Prima della rivoluzione (Before the Revolution)


Bernardo Bertolucci asked the question ‘what is cinema?’ and even after 40 years of directing movie’s he admitted that he still couldn’t answer that question. Also at the same interview at the BFI in 2011 he stated that it was impossible for him to make a movie without it being political, I think this is true of all meaningful director’s who take his or her craft seriously.

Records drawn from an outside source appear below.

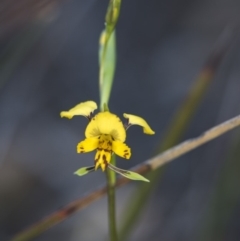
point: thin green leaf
(107, 55)
(128, 174)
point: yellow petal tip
(65, 114)
(136, 120)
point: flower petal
(130, 175)
(84, 108)
(89, 144)
(102, 158)
(121, 149)
(84, 170)
(106, 123)
(136, 120)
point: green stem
(111, 181)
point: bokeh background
(49, 63)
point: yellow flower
(106, 133)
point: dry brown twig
(149, 165)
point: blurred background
(49, 63)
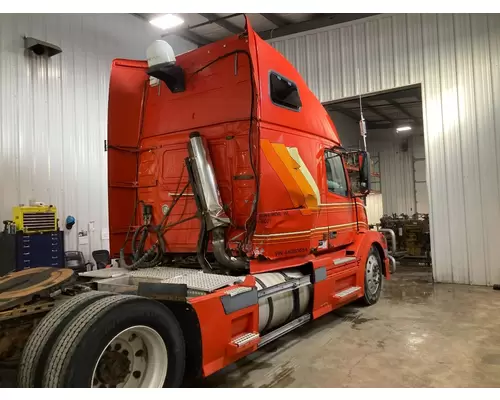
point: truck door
(339, 205)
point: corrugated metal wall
(456, 59)
(374, 208)
(53, 113)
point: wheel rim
(136, 357)
(372, 274)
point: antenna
(362, 122)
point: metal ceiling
(202, 29)
(384, 110)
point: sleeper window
(283, 92)
(335, 173)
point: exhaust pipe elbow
(223, 258)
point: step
(244, 339)
(347, 292)
(269, 337)
(343, 260)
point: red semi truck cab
(222, 160)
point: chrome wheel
(372, 274)
(136, 357)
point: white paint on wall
(456, 58)
(53, 113)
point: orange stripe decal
(284, 173)
(294, 169)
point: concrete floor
(418, 335)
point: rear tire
(41, 340)
(104, 344)
(373, 277)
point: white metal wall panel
(374, 208)
(53, 113)
(456, 59)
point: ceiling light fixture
(403, 129)
(167, 21)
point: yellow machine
(32, 219)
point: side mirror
(360, 173)
(364, 172)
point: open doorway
(395, 140)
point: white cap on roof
(160, 52)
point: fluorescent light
(167, 21)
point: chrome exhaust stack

After assisting Pier Paolo Pasolini on his film Accattone in 1961 Bertolucci began his directorial career in 1962 with his debut feature film La commare secca (A Grim Reaper). His most famous, and probably most controversial, film was Ultimo tango a Parigi or better known as Last Tango in Paris (1972). Its notoriety stems from its then, relatively explicit sex scenes. Considered by some as a masterpiece, it starred Maria Schneider and Marlon Brando. 
Fabrizio with his friend Agostino.
His second film Prima della rivoluzione (1964) was made when he was only 23 years old. Set in the directors birthplace, Palma on a Sunday in April 1962 just before Easter, the film takes its title from the famous pronouncement of Talleyrand ‘Only these who lived before the revolution know how sweet life can be’ which according to the Italian director seems, in retrospect to be ironic “These who live before the revolution” said Bertolucci “experience not so much the sweetness as the anguish of existence”.  At its centre is an erotic love story between an idealistic middle class young man Fabrizio (Francesco Barilli) and the sister of his mother Gina (Adriana Asti) ten years his senior.  The bourgeois Fabrizio is on the edge of adulthood, promised in marriage to a pretty local girl, in fact his life is very much mapped out in front of him. Then suddenly his friend Agostino (Allen Midgette) drowns in a tragic swimming accident and makes him question his own life and his Marxist beliefs.

The seductive Aunt.
Shot in black and white, its deep very serious dialog heavy conversations are very 60’s European art house cinema and beings to mind La Nouvelle Vague, which Bertolucci admits, was a great influence.  The movie is said to be ‘a perfect portrait of a generation who were to embrace revolt in the late 1960’s[1] Referring back to the BFI interview Bernardo Bertolucci opines that we could still dream of an incredible future in the sixties, and asks is ‘is there room for that kind of hope today?





[1] Colin MacCabe University of Pittsburgh.